殺人容疑をかけられた悪役令嬢の真実。

 その後も、レオネルからの視線が続いた。特に王宮を移動している時などに。
 最初は物珍しそうに見ているのかと思ったが、何か言いたいことがあるのか、小さな口をパクパクさせているのをよく目にするようになる。
 今もずっと様子を伺ったように離れた範囲から柱に隠れて見ている。一緒に連れてきた侍女のハンナも苦笑いしていた。

(本当は私たちに言いたいことがあるんだけど、大人だから話しにくいとか? それとも言うのをただ戸惑っているのかしら?)

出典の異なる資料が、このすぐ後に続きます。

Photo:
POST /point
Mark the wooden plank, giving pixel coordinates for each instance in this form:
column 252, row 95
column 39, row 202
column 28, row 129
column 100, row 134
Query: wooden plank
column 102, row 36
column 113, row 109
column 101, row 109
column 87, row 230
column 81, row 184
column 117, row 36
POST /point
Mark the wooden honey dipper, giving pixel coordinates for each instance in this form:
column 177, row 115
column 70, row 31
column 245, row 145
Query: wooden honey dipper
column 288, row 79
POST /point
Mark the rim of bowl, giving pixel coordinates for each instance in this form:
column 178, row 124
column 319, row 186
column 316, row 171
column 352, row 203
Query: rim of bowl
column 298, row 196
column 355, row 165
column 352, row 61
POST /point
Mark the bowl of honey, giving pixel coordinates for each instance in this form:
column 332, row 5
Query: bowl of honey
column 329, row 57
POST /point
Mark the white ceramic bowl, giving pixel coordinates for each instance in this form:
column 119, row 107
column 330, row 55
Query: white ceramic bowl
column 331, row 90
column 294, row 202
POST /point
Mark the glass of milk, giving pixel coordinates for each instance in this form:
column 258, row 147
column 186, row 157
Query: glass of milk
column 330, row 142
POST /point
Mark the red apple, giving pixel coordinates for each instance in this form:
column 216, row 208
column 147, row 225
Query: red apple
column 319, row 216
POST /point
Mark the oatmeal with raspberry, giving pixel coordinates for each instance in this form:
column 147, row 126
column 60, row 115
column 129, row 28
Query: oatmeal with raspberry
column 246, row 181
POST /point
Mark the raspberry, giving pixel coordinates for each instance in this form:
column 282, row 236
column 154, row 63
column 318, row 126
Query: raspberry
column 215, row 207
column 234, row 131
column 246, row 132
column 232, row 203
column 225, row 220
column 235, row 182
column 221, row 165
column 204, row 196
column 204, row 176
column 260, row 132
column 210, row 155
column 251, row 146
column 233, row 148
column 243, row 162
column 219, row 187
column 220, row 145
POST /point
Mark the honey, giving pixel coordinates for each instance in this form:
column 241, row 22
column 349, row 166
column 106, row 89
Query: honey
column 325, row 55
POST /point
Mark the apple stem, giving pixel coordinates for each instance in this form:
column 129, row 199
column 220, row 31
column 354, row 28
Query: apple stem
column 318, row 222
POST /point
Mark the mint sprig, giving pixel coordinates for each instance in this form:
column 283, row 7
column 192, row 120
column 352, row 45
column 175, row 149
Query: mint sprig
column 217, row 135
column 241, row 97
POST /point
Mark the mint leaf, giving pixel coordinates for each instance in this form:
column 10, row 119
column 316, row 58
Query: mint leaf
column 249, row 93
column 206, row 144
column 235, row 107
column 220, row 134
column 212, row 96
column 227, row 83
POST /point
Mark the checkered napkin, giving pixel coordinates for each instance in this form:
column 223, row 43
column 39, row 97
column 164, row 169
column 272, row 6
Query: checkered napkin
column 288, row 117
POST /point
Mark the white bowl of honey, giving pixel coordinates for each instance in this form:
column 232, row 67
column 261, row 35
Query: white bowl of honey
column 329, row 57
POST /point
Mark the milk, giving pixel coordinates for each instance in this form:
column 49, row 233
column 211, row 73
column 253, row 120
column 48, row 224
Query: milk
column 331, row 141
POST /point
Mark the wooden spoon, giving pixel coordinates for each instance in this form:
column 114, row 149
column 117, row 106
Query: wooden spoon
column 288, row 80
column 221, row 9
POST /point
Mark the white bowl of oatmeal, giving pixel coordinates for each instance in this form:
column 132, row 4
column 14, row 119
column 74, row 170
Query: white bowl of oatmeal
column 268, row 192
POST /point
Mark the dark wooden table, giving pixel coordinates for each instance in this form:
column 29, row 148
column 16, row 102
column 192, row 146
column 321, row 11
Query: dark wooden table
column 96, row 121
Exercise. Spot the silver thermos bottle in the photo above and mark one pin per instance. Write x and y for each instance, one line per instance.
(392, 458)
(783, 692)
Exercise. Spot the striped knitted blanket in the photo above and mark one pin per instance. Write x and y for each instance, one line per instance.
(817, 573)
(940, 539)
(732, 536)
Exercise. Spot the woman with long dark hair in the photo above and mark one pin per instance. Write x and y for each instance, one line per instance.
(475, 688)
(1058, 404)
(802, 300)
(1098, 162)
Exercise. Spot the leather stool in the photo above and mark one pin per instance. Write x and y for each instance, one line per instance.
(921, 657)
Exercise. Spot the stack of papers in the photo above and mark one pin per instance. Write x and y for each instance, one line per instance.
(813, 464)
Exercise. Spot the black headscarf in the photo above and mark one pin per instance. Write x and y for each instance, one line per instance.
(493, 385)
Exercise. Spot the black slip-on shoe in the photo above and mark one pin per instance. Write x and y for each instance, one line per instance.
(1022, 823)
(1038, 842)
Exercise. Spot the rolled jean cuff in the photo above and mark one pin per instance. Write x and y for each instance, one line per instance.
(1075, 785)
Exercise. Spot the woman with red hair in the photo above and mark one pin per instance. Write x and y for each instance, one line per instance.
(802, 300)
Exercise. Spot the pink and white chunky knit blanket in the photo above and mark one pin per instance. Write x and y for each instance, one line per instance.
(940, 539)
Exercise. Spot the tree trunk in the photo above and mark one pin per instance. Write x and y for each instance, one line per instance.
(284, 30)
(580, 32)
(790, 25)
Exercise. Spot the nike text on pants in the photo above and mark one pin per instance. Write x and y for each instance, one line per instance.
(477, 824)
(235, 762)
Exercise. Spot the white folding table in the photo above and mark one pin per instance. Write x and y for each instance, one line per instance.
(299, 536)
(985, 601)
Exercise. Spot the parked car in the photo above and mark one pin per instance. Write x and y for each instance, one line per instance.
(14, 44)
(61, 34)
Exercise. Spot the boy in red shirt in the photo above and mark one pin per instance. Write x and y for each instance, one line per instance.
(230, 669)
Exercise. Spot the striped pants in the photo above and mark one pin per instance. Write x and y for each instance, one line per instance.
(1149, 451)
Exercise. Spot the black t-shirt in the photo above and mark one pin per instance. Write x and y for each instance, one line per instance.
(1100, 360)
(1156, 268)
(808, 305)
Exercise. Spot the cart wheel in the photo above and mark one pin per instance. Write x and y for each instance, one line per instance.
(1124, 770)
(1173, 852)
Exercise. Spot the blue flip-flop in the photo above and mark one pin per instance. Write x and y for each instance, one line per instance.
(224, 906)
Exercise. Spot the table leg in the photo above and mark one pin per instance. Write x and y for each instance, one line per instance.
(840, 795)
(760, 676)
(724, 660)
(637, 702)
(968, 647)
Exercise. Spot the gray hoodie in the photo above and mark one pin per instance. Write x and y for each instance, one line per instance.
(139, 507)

 前者だとむやみに聞くのは逆に怖がらせてしまうだろう。何か良い方法はないかと考えるセレスティン。
 そうしたら、ある方法を思いつく。

「そうだわ。大人だと言いにくくても子ども同士なら言えるかも」

 セレスティンは薬を使うことを思いついた。以前レンデルが助けるために魔塔から買い取った子供になる薬。これがあれば。
 あれからレオネルは新たな薬の発展や改善を魔塔に要求した。前は内密にやっていたが、王命として出したから、魔塔もかなり驚いたらしい。
 セレスティンは役に立つかと思い、あれから改善した薬の方をこっそりと持ってきていた。どうやら、正解だったようだ。
 セレスティンはハンナに部屋に戻ると言い、その場を後にする。
 ハンナには呼び戻す際に、薬のことを話してあるので理解はしてくれている。

「本当に、またお飲みになるのですか?」

「うん。子供とコミュニケーションを取るためには自分も小さくなった方がいいと思うの。それに前みたいに副作用がないから安心よ」

 セレスティンは、そう言ってゴクゴクと飲み干す。
 改善された薬は副作用はないらしい、その代わりに元に戻すためには、解毒剤を飲まなくてはいけなくなったが。
 すると体中が急に熱くなり、あっという間に子供の姿になってしまった。しかしドレスまでぶかぶかに。